# Is a Lacquer finish repairable



## Kelly Rittgers (Aug 6, 2010)

Was going to use lacquer on something. You can get it spray cans. Is it repairable down the line by just spraying on a new coat over the damaged one? I would sand it a little of course. Any thoughts

KR


----------



## Glen L (Nov 24, 2010)

Yes and No 

Can you discribe the damage in more detail and the type of wood you're working with.

Cheers
Glen


----------



## Kelly Rittgers (Aug 6, 2010)

Well, I have not make the project yet. Time to come clean. I was going to use it on a MDF or baltic birch router table top. Seems fast. Then wax.

Kr


----------



## Glen L (Nov 24, 2010)

Kelly Rittgers said:


> Well, I have not make the project yet. Time to come clean. I was going to use it on a MDF or baltic birch router table top. Seems fast. Then wax.
> 
> Kr


MDF is a good choice for a router table top, If you want a rock solid top.. glue two panels of 3/4 together and finish it in a laminate and that's it. As for laminating see my sliding mortise jig Ver .2 in jigs and fixtures.

Cheers
Glen


----------



## Kelly Rittgers (Aug 6, 2010)

Very impressive. What if I just want something low down and dirty. Lacquer and mdf work? Repairable?

KR


----------



## Kelly Rittgers (Aug 6, 2010)

Glen, in looking through your posts I noticed a Triton. Probably should start a new post, but do you like it?

Kr


----------



## Glen L (Nov 24, 2010)

Kelly Rittgers said:


> Glen, in looking through your posts I noticed a Triton. Probably should start a new post, but do you like it?
> 
> Kr


It's a great router for a table, with 3 1/4hp it's got all the power you would ever need to spin larger raised panel bit's, but I prefer the Porter cable 7518 with the Woodpeckers master lift, it will run you about $750 but it's a killer combo.

Cheers
Glen


----------



## Ralph Barker (Dec 15, 2008)

Kelly Rittgers said:


> Well, I have not make the project yet. Time to come clean. I was going to use it on a MDF or baltic birch router table top. Seems fast. Then wax.
> 
> Kr


You might want to seal the MDF with a couple of quick coats of de-waxed shellac first. MDF is thirsty stuff, so a "fast" lacquer finish could easily become several not-so-fast coats to create a surface.


----------



## derek willis (Jan 21, 2009)

Laquer is the most easy finish to repair as it is soluble in Methylated spirit all you would need to do is soak a rubber in meths and work the damaged part until the laquer sftens then repair just happens.
Derek.


----------



## paulfinlay (Jun 19, 2010)

Hi Yes you can repair a lacquer finish, it is down to how many coats of lacquer are on
the work and how much damage you do. good luck hope this helps you.


----------



## paulfinlay (Jun 19, 2010)

*Here is what i am working on*

I have been doing abit of woodturning and i have made a few small box's
made from ash,beech,oak,and i also made a small vise made from beech and here are some pic's of them i hope you can see them as the last one's did not go up don't know what went wrong hop this works.


----------



## paulfinlay (Jun 19, 2010)

*Here is some of my work*

Below are some of the items I have made in the last two year's 2009 and 2010. These are things I have designed myself for my home and that are my taste in furniture. My unit is measured exactly for my music centre, with some drawers and book cases. I made a book case to keep my cd's and dvd's in. I have also made cabinets to measure exactly in spaces, for example a bathroom storage unit which means throughout my home I have very useful items in small corners etc. 

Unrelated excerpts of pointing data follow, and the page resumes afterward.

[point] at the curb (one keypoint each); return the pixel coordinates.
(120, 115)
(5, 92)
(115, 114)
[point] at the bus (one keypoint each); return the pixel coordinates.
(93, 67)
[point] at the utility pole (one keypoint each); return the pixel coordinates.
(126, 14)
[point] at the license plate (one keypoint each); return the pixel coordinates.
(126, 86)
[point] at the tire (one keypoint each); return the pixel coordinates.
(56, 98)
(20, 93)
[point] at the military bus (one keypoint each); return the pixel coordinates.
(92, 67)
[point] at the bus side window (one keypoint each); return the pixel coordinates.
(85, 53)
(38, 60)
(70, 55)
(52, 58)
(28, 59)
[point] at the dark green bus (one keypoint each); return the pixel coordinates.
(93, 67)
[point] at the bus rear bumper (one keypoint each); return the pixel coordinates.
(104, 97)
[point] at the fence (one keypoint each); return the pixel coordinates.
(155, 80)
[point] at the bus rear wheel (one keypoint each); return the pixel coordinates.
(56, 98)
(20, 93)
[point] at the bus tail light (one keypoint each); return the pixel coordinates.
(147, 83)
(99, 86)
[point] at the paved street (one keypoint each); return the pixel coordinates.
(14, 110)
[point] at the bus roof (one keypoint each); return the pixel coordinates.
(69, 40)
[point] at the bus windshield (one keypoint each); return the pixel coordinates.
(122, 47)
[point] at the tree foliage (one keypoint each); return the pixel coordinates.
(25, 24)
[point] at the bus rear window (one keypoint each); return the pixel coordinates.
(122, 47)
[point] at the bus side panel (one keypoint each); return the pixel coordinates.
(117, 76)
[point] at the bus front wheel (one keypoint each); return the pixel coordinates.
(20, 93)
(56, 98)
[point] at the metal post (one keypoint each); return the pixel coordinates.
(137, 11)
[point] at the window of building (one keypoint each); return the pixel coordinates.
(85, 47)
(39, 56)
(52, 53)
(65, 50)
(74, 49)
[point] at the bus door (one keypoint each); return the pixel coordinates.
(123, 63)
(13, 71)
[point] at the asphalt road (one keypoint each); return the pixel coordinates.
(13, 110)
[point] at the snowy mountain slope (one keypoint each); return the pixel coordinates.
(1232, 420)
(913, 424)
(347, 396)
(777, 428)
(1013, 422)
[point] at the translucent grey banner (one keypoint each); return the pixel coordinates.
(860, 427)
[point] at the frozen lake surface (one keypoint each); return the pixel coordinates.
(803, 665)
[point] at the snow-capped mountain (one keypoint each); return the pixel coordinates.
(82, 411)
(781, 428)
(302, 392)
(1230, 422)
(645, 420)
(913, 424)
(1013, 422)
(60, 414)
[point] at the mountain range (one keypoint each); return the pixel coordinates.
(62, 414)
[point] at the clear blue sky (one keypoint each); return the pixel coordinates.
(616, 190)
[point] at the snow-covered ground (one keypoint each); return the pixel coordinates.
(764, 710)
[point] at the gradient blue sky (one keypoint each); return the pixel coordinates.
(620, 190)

I also enjoy making table centre pieces - my Wife's favourite one is below and everyone comments on my various wooden items \ ornaments throughout my home.


----------



## Mark (Aug 4, 2004)

Hey Paul, they look excellent! I say we should watch movies at your place based on that great selection


----------



## Ralph Barker (Dec 15, 2008)

Mark said:


> Hey Paul, they look excellent! I say we should watch movies at your place based on that great selection


Yes, let's all meet at Paul's place for movies (BYOP - bring your own popcorn). Then we could yell at him to stop building things so we can hear the movie. 

Nice work shown in the pics, Paul.


----------



## walowan (Jan 21, 2011)

IMHO lacquer would not be a good finish for a router table top. it's not very durable unless you get the catalized wich is a two part system you have to mix before use. My router table is mdf with formica ....


----------



## bestmcm1211 (Mar 27, 2012)

nice post


----------



## harrysin (Jan 15, 2007)

Glen L said:


> It's a great router for a table, with 3 1/4hp it's got all the power you would ever need to spin larger raised panel bit's, but I prefer the Porter cable 7518 with the Woodpeckers master lift, it will run you about $750 but it's a killer combo.
> 
> Cheers
> Glen


To each his own Glen. It surprises me that I haven't been accused of being a paid member of Triton's sales team because I constantly sing the praises of the TR1000 which was of course specifically designed for table use.


----------



## harrysin (Jan 15, 2007)

Kelly Rittgers said:


> Well, I have not make the project yet. Time to come clean. I was going to use it on a MDF or baltic birch router table top. Seems fast. Then wax.
> 
> Kr


Forget it Kelly so far as a table is concerned unless of course it's only for show, never to be actually used as a router table.
Because these days I'm always in a hurry, most of my projects have a lacquer finish because in mild weather, coats can be applied every ten to fifteen minutes and several coats look great.


----------